Par un mémoire en défense, enregistré le 22 octobre 2024, le préfet du Val-d’Oise conclut au rejet de la requête.
Il soutient que les moyens soulevés par le requérant ne sont pas fondés.
II. Par une requête, enregistrée le 13 septembre 2024 sous le n°2413219, Mme D B, épouse C, représentée par Me Paruelle, demande au tribunal :
1°) d’annuler l’arrêté en date du 8 avril 2024 par lequel le préfet du Val-d’Oise a refusé de lui délivrer un titre de séjour, a assorti ce refus d’une obligation de quitter le territoire français dans le délai de trente jours et a fixé le pays de destination ;
2°) d’enjoindre au préfet du Val-d’Oise de lui délivrer un titre de séjour sous astreinte de 50 euros par jour de retard ou, à défaut, de réexaminer sa situation dans le délai d’un mois à compter de la date de notification du jugement à intervenir, sous astreinte de 50 euros par jour de retard ;
3°) de mettre à la charge de l’Etat le versement d’une somme de 1 500 euros à Me Paruelle, au titre des articles L. 761-1 du code de justice administrative et 37 de la loi du 10 juillet 1991.
Elle soutient que :
S’agissant de l’arrêté dans son ensemble :
— l’arrêté attaqué a été signé par une autorité incompétente ;
— il est insuffisamment motivé ;
S’agissant de la décision portant refus de délivrance d’un titre de séjour :
— la décision méconnait l’article L. 435-1 du code de l’entrée et du séjour des étrangers et du droit d’asile ;
— elle méconnait l’article 8 de la convention européenne de sauvegarde des droits de l’homme et des libertés fondamentales ;
— elle méconnait l’article 3-1 de la convention internationale des droits de l’enfant ;
— elle est entachée d’une erreur manifeste d’appréciation ;
S’agissant de la décision portant obligation de quitter le territoire français :
— la décision est illégale en raison de l’illégalité de la décision de refus de titre qu’elle assortit ;
S’agissant de la décision fixant le pays de renvoi :
— la décision est illégale en raison de l’illégalité de l’obligation de quitter le territoire français.

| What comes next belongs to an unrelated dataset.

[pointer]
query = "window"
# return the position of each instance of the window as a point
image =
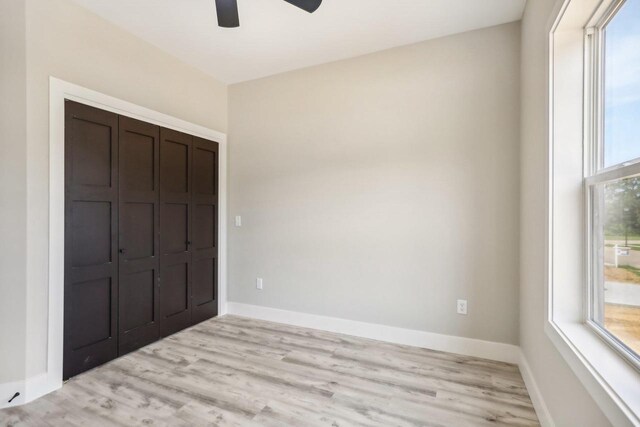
(613, 178)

Par un mémoire en défense, enregistré le 22 octobre 2024, le préfet du Val-d’Oise conclut au rejet de la requête.
Il soutient que les moyens soulevés par la requérante ne sont pas fondés.
Par deux décisions en date du 17 juin 2024, le bureau d’aide juridictionnelle du tribunal judicaire de pontoise a accordé l’aide juridictionnelle totale à M. C et Mme B épouse C.
Vu les autres pièces du dossier.
Vu :
— la convention européenne de sauvegarde des droits de l’homme et des libertés fondamentales ;
— la convention internationale des droits de l’enfant ;
— le code de l’entrée et du séjour des étrangers et du droit d’asile ;
— le code des relations entre le public et l’administration ;
— la loi n° 91-647 du 10 juillet 1991 ;
— le code de justice administrative.
Les parties ont été régulièrement averties du jour de l’audience.
La présidente de la formation de jugement a dispensé la rapporteure publique, sur sa proposition, de prononcer des conclusions à l’audience.
Le rapport de Mme Beauvironnet, rapporteure, a été entendu au cours de l’audience publique.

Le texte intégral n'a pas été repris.